Lexical Structure

This document defines the lexical structure of the TON file format, including character sets, whitespace handling, comments, identifiers, and all supported literal types.

Character Set

TON files are encoded in UTF-8. All Unicode characters are allowed within string literals.
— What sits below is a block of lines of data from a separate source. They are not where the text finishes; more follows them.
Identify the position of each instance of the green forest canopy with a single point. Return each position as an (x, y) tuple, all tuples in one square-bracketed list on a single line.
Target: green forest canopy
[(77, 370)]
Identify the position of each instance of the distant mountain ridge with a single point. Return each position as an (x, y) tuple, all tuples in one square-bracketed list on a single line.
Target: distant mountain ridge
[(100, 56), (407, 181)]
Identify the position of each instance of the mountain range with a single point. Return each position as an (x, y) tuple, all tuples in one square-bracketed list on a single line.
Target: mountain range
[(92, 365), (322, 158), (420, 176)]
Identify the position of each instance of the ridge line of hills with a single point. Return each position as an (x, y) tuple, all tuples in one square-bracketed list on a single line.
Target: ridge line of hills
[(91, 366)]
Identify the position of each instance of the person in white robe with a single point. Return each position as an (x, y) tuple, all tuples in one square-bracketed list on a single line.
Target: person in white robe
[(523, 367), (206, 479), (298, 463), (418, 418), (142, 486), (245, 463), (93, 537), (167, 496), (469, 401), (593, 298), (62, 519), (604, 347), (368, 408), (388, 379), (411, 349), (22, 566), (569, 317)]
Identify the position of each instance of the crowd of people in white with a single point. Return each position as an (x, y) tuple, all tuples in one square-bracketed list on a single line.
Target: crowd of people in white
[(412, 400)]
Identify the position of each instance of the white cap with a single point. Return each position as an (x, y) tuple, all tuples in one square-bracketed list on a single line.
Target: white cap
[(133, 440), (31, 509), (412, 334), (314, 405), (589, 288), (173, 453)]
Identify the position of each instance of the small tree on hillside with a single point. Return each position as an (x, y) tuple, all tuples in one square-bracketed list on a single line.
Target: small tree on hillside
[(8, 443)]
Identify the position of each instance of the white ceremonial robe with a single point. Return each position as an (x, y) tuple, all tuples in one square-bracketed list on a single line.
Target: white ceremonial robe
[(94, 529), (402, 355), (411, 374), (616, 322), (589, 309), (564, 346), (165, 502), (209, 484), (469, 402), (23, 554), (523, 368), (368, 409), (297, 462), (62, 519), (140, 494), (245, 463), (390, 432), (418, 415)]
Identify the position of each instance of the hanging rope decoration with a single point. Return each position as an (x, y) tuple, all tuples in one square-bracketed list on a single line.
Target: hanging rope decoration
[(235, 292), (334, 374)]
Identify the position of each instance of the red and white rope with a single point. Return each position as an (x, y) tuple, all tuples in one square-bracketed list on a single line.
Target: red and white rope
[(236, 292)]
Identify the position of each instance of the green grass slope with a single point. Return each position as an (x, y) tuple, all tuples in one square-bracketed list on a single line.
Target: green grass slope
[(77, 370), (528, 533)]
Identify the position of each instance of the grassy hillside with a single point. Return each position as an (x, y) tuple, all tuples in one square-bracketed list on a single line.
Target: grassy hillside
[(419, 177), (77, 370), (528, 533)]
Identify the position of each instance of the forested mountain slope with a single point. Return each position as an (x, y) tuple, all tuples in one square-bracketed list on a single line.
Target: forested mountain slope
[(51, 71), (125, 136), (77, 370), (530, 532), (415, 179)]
Outside of strings, only ASCII characters have syntactic meaning.

Whitespace

Whitespace characters (spaces, tabs, newlines) are generally ignored except:

Inside string literals where they are preserved
As separators between tokens
In multi-line strings where intelligent indentation processing applies

Comments

// Single-line comment
# Alternative single-line comment
/* Multi-line comment
   can span multiple lines */

Identifiers

Identifiers (property names) can be:

Unquoted if they match: [a-zA-Z_][a-zA-Z0-9_]*
Numeric (unquoted): 123, 456property
Quoted for any character sequence: "complex.name"
Prefixed with @: @propertyName

Keywords

Reserved keywords in TON:

true, false - Boolean literals
null - Null value
undefined - Undefined value

String Literals

// Single-quoted
'Simple string'

// Double-quoted
"String with \n escapes"

// Triple-quoted multi-line
"""
Multi-line string
with intelligent indentation
"""

Number Literals

// Decimal
123
-456
3.14159

// Hexadecimal
0xFF
0x1A2B

// Binary
0b1010
0B11110000

// Scientific notation
1.23e-4
6.02e23

Special Tokens

Token	Symbol	Usage
LeftBrace	{	Start of object
RightBrace	}	End of object
LeftParen	(	Class type start
RightParen	)	Class type end
LeftBracket	[	Array start
RightBracket	]	Array end
Equals	=	Assignment
Comma	,	Separator
Pipe	\|	Enum delimiter
ForwardSlash	/	Path separator in schemas